Can the doctrine of piercing the corporate veil be applied against a natural person?

Yes, the piercing of the corporate veil may apply to corporations as well as natural persons involved
with corporations. The Supreme Court has held in a long line of cases that the “corporate mask may be lifted
and the corporate veil may be pierced when a corporation is just but the alter ego of a person or of another
corporation.” (International Academy of Management and Economics v. Litton and Company, Inc., G.R. No.
191525, 13 December 2017)

FACTS: On October 1, 1941, respondent corporation, Christern Huenefeld, & Co., Inc obtained a fire insurance
policy to Filipina Compañ ia covering merchandise contained in its building in Binondo Manila.

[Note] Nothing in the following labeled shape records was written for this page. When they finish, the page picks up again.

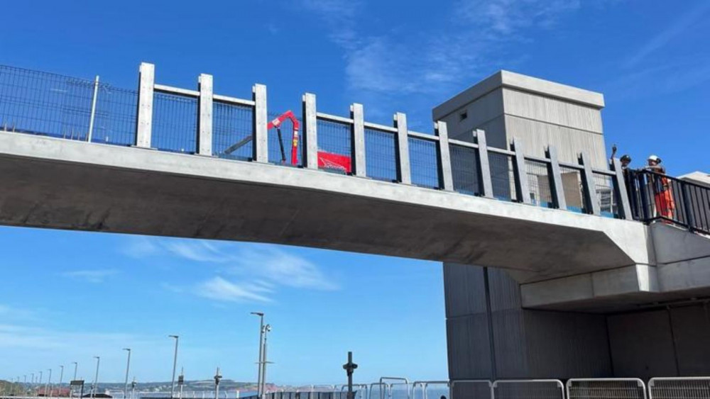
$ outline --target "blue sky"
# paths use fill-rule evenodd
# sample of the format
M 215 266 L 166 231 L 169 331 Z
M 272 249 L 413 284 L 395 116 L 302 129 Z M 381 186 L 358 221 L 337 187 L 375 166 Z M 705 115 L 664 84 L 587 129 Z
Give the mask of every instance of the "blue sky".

However,
during the Japanese military occupation, the building as well as the insured merchandise were burned.

Christern Huenefeld submitted its claim under the policy but Filipina Compañ ia refuses on the ground that
the policy ceased to be valid because the former became public enemy when the US declared war against the
Germany.

The CA overruled the contention that Christern Huenefeld became an enemy of the US.

ISSUE: WON Christern Huenefeld and co is a corporation of public enemy; and WON the insurance policy
issued in its favor ceased to be valid and enforceable

RULING: YES. Christern Huenefeld and co is a corporation of public enemy since the majority of stockholders
of the respondent corporation were German subjects. It became an enemy of the state upon the outbreak of
the war between US and Germany.
Under the Doctrine of piercing the corporate veil, A corporation was subject to enemy legislation when it was
controlled by enemies, namely managed under the influence of individuals or corporations themselves
considered as enemies…

The Philippine Insurance Law (Act No 2427, as amended), in Section 8, provides that “anyone except a public
enemy may be insured”. It stands to reason that an insurance policy ceases to be allowable as soon as an
insured becomes a public enemy.

The Christern Huenefeld having an enemy corporation on December 10, 1941, the insurance policy issued in
its favor on October 1, 1941, by Filipinas Compañ ia had ceased to be valid and enforceable, and since the
insured good were burned during the war, Christern Huenefeld was not entitled to any indemnity under said
policy from Filipinas Compañ ia. However, elementary rule of justice (in the absence of specific provisions in
the Insurance Law) require that the premium paid by the Christern Huenefeld for the period covered by its
policy from December 11, 1941, should be returned by the Filipinas Compañ ia.